Tesla Stock Has Gotten Crushed. Wall Street Is Quietly Getting More Optimistic.
Wall Street is quietly becoming more upbeat about shares of the electric-vehicle pioneer Tesla. Another analyst gave it a Buy rating on Wednesday evening.
“Tesla is the global leader in the EV market with its vertically integrated manufacturing, advanced battery and [advanced driver assistance system], innovation, and an unsurpassed EV footprint,” wrote Mizuho analyst Vijay Rakesh in a research report beginning coverage of the stock. His target for the stock price is $775, while the shares were at $688.74 on Thursday morning.
Rakesh sees EVs accounting for up to 25% of all light-vehicle production by 2024. He believes Tesla’s technology and increasing internal battery production position it well to take advantage of that projected EV growth.
Rakesh covers a mix of tech and auto stocks. His coverage list also includes NIO (NIO) and Intel (INTC).
With the Mizuho call, about 37% of analysts covering Tesla stock rate shares at Buy, compared with some 20% in early 2020. The average Buy-rating ratio for stocks in the Dow Jones Industrial Average is about 60%. Tesla remains below average on that metric, but it has never had a high Buy-rating ratio. In fact, 37% is about as high as the ratio has been since the end of 2019, when shares traded in the $60s.
Another sign of increased optimism is the average analyst price target. It’s up about 50% year to date, rising from roughly $420 to more than $620 a share.
What is more, the consensus earnings estimate for 2024 has gone from about $8 to $11.25 a share over the past three months. Of course, 2024 is a long way off, but Tesla is a high-growth company. It is targeting average annual growth in sales volume of 50% for the foreseeable future.
The Street’s opinion is changing, slowly, while Tesla stock drops. Shares were down 37% from their high before a 20% Tuesday rally. Shares are still down about 5% year to date, worse than the 3.8% comparable rise of the S&P 500.
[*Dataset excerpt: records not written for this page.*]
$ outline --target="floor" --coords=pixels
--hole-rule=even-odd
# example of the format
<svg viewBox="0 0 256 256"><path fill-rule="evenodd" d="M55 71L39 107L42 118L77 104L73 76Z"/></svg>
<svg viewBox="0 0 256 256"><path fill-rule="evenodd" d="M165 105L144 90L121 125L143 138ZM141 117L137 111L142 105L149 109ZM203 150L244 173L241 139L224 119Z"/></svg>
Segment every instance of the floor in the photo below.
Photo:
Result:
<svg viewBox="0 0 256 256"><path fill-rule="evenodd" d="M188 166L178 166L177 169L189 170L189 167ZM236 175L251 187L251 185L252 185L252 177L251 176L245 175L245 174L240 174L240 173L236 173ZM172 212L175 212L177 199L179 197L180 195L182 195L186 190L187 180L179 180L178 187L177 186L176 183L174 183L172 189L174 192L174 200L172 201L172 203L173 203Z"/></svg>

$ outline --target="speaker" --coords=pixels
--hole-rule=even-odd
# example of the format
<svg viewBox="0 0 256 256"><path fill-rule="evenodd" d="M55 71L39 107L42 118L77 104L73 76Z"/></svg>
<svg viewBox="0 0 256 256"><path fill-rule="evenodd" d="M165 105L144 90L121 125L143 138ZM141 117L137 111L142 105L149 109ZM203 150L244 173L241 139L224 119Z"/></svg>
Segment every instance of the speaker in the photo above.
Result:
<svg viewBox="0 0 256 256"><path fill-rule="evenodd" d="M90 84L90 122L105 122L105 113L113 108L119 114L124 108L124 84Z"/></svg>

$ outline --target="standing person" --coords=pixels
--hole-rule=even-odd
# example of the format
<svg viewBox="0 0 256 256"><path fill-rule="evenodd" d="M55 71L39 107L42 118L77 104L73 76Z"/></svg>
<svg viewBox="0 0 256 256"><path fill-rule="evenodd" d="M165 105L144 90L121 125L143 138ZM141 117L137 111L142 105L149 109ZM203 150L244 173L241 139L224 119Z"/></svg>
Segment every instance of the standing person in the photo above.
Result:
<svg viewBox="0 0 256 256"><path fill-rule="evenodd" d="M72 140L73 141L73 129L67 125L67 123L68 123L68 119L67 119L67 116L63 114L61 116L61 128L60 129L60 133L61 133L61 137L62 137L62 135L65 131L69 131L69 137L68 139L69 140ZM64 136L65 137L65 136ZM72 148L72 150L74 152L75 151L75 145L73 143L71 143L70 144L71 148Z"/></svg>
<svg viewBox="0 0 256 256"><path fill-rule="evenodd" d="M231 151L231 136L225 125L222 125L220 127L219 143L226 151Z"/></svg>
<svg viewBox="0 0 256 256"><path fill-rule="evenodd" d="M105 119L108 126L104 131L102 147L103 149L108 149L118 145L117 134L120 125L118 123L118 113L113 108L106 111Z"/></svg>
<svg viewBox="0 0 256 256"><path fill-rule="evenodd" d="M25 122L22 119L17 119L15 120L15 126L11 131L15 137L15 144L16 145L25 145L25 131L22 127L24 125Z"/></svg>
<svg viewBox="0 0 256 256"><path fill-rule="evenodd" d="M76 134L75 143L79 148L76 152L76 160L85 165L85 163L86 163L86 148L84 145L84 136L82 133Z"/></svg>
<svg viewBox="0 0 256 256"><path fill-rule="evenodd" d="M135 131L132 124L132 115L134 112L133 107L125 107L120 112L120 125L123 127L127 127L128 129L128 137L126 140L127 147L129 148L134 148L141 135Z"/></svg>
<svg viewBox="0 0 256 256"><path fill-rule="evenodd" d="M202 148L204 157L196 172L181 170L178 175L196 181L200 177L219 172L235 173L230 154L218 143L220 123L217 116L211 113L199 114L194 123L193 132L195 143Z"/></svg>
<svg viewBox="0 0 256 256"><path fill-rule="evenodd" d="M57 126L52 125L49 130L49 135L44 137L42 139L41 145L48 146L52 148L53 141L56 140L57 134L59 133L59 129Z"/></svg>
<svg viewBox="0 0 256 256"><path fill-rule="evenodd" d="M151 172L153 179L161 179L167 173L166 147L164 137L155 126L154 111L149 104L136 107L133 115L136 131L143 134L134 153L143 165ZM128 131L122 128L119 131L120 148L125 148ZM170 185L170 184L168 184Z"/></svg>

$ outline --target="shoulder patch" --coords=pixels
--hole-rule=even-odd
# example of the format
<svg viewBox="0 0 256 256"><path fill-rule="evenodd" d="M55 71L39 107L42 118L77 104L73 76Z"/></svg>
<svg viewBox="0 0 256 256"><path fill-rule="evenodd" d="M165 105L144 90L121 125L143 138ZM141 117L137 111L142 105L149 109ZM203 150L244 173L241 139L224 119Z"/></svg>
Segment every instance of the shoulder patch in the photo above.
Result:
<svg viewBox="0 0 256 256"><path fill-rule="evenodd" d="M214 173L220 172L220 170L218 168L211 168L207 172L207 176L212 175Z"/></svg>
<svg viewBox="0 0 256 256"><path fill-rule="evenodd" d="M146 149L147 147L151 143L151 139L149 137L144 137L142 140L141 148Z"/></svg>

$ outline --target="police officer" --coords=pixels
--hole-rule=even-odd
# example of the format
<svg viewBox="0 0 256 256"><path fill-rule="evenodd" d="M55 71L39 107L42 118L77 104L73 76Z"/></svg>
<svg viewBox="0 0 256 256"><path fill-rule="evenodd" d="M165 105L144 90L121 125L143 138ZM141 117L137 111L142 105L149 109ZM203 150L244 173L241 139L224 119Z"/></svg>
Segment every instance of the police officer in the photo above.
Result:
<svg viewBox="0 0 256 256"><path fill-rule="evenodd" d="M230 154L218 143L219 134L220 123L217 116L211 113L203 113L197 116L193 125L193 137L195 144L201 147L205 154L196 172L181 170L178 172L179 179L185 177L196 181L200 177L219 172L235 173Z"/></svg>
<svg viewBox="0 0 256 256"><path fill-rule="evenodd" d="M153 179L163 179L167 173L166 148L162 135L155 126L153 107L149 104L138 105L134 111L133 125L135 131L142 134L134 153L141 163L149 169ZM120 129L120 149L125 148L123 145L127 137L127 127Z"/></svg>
Tesla shares opened higher again Wednesday, after news that consumer prices in February rose less than economists expected, allaying concern about inflation. But the rally fizzled and Tesla stock ended the day down 0.8% while the S&P 500 gained 0.6%
Tesla is richly valued, high-growth company and inflation fears, which bring higher interest rates, hurt its stock more than most. Higher interest rates not only increase the cost to borrow the money companies need to grow, but they also reduce the discounted present value of money to be earned in the future. That makes growth stocks a little less attractive, relatively speaking, than companies generating cash flow today.
Wall Street seems more positive on Tesla now that inflation concerns have dragged down the stock price.